I however think upon looking back its due to the fact...

I didn’t lose my mind

I have this uncanny ability when it comes time to step on the platform to go mindless. I don’t feel see or hear anything that one would in there normal everyday life. Or that I feel and here even in the gym. I get in a guess what one could call the “zone” as people say. Its time for the rubber to hit the road. No thinking now is the time to act. Thinking is for training. Meets are for acting, putting all that thinking on auto pilot and just lift. I get tunnel vision, selective hearing, hair stands on end, electricity runs through you. All I know is Pick the bar up. Time runs in slow motion, seconds seem like minutes as I set up, get a breath, dip once, dip twice dip three time and PULL. I am always amazed looking back at the videos at how fast the set up actually is when it felt like hours.

I didn’t get there this day. I was there for the 700 and the result was expected. It felt like I could have cleaned it. Then I called 750 and the thinking began. Was my back ok, how's the hip, my mind running about the other athletes I was coaching. My normally blank mind was all over the place. It’s my turn. I approach the platform and I didn’t have that usual meet energy running through the surface of my skin and I was trying to create it. So I'm thinking about that. I'm thinking step up, grip, sit back, get tight. Long arms etc Blaa I was beat right there. You can read about this in an article I wrote earlier on this subject.
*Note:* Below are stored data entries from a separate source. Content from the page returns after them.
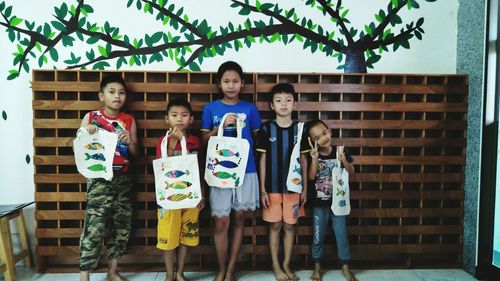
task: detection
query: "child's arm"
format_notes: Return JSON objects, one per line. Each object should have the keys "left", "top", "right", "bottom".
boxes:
{"left": 80, "top": 113, "right": 97, "bottom": 134}
{"left": 121, "top": 118, "right": 139, "bottom": 157}
{"left": 258, "top": 152, "right": 269, "bottom": 208}
{"left": 339, "top": 151, "right": 355, "bottom": 174}
{"left": 308, "top": 138, "right": 319, "bottom": 180}
{"left": 300, "top": 153, "right": 308, "bottom": 207}
{"left": 201, "top": 113, "right": 238, "bottom": 144}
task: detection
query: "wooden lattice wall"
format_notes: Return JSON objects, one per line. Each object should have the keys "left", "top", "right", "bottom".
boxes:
{"left": 32, "top": 70, "right": 467, "bottom": 272}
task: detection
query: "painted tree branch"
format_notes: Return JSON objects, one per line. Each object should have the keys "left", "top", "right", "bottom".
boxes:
{"left": 0, "top": 0, "right": 436, "bottom": 77}
{"left": 316, "top": 0, "right": 354, "bottom": 46}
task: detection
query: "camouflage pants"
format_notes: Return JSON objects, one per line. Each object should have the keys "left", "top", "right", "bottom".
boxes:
{"left": 79, "top": 174, "right": 133, "bottom": 271}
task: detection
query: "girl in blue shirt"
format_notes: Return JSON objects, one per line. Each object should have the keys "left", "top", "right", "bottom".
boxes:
{"left": 201, "top": 61, "right": 261, "bottom": 281}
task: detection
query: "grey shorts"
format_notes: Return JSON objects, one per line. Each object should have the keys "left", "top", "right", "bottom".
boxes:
{"left": 209, "top": 173, "right": 260, "bottom": 218}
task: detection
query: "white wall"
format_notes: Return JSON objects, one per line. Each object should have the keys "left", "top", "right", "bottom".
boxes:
{"left": 0, "top": 0, "right": 458, "bottom": 238}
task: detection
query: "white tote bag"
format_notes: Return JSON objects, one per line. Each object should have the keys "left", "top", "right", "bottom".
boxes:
{"left": 331, "top": 146, "right": 351, "bottom": 216}
{"left": 204, "top": 113, "right": 250, "bottom": 188}
{"left": 152, "top": 132, "right": 202, "bottom": 210}
{"left": 286, "top": 122, "right": 304, "bottom": 193}
{"left": 73, "top": 128, "right": 117, "bottom": 181}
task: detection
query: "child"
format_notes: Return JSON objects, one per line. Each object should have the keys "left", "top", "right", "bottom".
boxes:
{"left": 307, "top": 120, "right": 357, "bottom": 281}
{"left": 255, "top": 83, "right": 308, "bottom": 281}
{"left": 78, "top": 75, "right": 139, "bottom": 281}
{"left": 201, "top": 61, "right": 261, "bottom": 281}
{"left": 155, "top": 98, "right": 205, "bottom": 281}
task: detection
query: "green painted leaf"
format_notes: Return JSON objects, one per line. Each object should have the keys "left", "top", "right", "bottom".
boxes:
{"left": 98, "top": 45, "right": 108, "bottom": 57}
{"left": 4, "top": 5, "right": 12, "bottom": 18}
{"left": 0, "top": 2, "right": 5, "bottom": 12}
{"left": 392, "top": 0, "right": 399, "bottom": 8}
{"left": 49, "top": 48, "right": 59, "bottom": 61}
{"left": 25, "top": 154, "right": 31, "bottom": 164}
{"left": 23, "top": 62, "right": 29, "bottom": 73}
{"left": 10, "top": 17, "right": 23, "bottom": 27}
{"left": 341, "top": 9, "right": 349, "bottom": 18}
{"left": 416, "top": 17, "right": 424, "bottom": 27}
{"left": 239, "top": 7, "right": 250, "bottom": 15}
{"left": 150, "top": 31, "right": 163, "bottom": 44}
{"left": 2, "top": 110, "right": 7, "bottom": 120}
{"left": 189, "top": 62, "right": 201, "bottom": 71}
{"left": 261, "top": 3, "right": 274, "bottom": 11}
{"left": 86, "top": 49, "right": 95, "bottom": 61}
{"left": 86, "top": 35, "right": 100, "bottom": 44}
{"left": 43, "top": 23, "right": 51, "bottom": 38}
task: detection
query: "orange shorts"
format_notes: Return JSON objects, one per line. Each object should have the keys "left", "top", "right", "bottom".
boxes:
{"left": 262, "top": 193, "right": 305, "bottom": 224}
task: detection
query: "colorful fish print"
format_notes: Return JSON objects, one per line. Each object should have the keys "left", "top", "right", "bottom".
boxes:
{"left": 214, "top": 158, "right": 239, "bottom": 169}
{"left": 216, "top": 149, "right": 239, "bottom": 158}
{"left": 166, "top": 181, "right": 192, "bottom": 190}
{"left": 167, "top": 192, "right": 193, "bottom": 202}
{"left": 338, "top": 200, "right": 346, "bottom": 207}
{"left": 212, "top": 171, "right": 237, "bottom": 179}
{"left": 234, "top": 177, "right": 240, "bottom": 186}
{"left": 291, "top": 178, "right": 301, "bottom": 185}
{"left": 165, "top": 170, "right": 189, "bottom": 178}
{"left": 87, "top": 164, "right": 106, "bottom": 172}
{"left": 292, "top": 165, "right": 301, "bottom": 174}
{"left": 337, "top": 178, "right": 344, "bottom": 186}
{"left": 85, "top": 142, "right": 104, "bottom": 150}
{"left": 85, "top": 152, "right": 106, "bottom": 161}
{"left": 336, "top": 188, "right": 346, "bottom": 196}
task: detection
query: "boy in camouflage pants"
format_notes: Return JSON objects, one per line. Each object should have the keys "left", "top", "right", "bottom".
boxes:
{"left": 78, "top": 75, "right": 139, "bottom": 281}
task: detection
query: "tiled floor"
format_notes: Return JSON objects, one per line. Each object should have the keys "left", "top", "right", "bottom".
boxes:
{"left": 1, "top": 267, "right": 480, "bottom": 281}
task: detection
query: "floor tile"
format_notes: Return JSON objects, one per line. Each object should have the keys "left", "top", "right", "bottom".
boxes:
{"left": 413, "top": 269, "right": 478, "bottom": 281}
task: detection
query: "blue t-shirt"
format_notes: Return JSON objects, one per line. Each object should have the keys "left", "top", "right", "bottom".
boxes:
{"left": 201, "top": 99, "right": 261, "bottom": 173}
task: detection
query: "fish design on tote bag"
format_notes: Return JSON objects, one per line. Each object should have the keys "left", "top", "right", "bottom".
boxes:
{"left": 84, "top": 153, "right": 106, "bottom": 161}
{"left": 214, "top": 158, "right": 239, "bottom": 168}
{"left": 165, "top": 170, "right": 190, "bottom": 178}
{"left": 87, "top": 164, "right": 106, "bottom": 172}
{"left": 166, "top": 181, "right": 192, "bottom": 190}
{"left": 167, "top": 192, "right": 193, "bottom": 202}
{"left": 85, "top": 142, "right": 104, "bottom": 150}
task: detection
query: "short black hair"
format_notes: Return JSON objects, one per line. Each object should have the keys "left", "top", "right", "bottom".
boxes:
{"left": 166, "top": 98, "right": 193, "bottom": 115}
{"left": 270, "top": 83, "right": 297, "bottom": 101}
{"left": 100, "top": 74, "right": 126, "bottom": 93}
{"left": 306, "top": 119, "right": 329, "bottom": 137}
{"left": 216, "top": 61, "right": 244, "bottom": 83}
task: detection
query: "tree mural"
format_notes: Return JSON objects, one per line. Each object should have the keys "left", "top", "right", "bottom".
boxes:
{"left": 0, "top": 0, "right": 436, "bottom": 79}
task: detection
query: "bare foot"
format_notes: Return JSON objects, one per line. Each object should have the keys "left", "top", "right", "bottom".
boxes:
{"left": 341, "top": 265, "right": 358, "bottom": 281}
{"left": 176, "top": 272, "right": 189, "bottom": 281}
{"left": 273, "top": 267, "right": 290, "bottom": 281}
{"left": 107, "top": 272, "right": 129, "bottom": 281}
{"left": 165, "top": 274, "right": 175, "bottom": 281}
{"left": 283, "top": 265, "right": 299, "bottom": 280}
{"left": 214, "top": 271, "right": 225, "bottom": 281}
{"left": 310, "top": 270, "right": 321, "bottom": 281}
{"left": 224, "top": 271, "right": 236, "bottom": 281}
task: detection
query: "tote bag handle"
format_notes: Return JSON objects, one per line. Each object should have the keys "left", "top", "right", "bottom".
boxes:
{"left": 160, "top": 131, "right": 188, "bottom": 159}
{"left": 217, "top": 113, "right": 243, "bottom": 139}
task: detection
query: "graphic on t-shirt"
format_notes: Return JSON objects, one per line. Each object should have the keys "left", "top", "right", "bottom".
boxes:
{"left": 315, "top": 158, "right": 339, "bottom": 200}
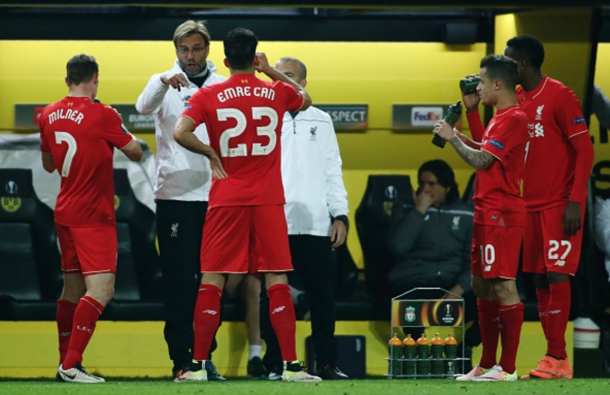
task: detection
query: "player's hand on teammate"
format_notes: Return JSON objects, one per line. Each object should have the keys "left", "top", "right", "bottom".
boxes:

The Art of the Mindless Meat Head

I got beat at my own game and how?

I can only think it was due to just so many things out of whack. I’ve had meets in adversity before. I don’t know? Im not worried however it was an off day. I usually am very well at getting in that zone on command. I missed, no one bats 1000. I guess but it just reaffirms my prior article and as well this quote below by Dr. Allen Fox "Emotional Control" and tennis, as it fits like a glove.

“In a match, it's very necessary to maintain emotional control. And by "emotional control" I don't mean that you get angry or discouraged but that you just don't show it. By "emotional control," I mean two things:


One is, you don't have anger or discouragement or these emotions that hurt you.

And number two, you create emotions that are helpful to you, like aggression, and excitement, and optimism.

Now most people, their emotions tend to follow what's happening on the court. If they're playing badly, their emotions go down, and their game tends to follow. The great players don't let their emotions be determined by what's happening on the court— they use it, but they're trying to create the emotions themselves.

Maintaining emotional control is one of the keys to winning tennis matches.”

I create my own emotion. That’s what I didn’t after a long day with no food and running a charity event when I entered the meet last minute and pulled my first 725. That’s what Ive done in the past to break mine and others squat bench and DL records.

Come meet day you must create your own emotions, and you must let the physical body and unconscious mind take control over the conscious mind. The conscious mind and body is to slow and weak. To the conscious mind 750lb weighs 750LBS!!!!!! The unconscious just knows the movement patterns you instill on it, and weight is weight. Its an emotionless number unlit hat simply must be lifted, just another bar so do what you know, pick it up!!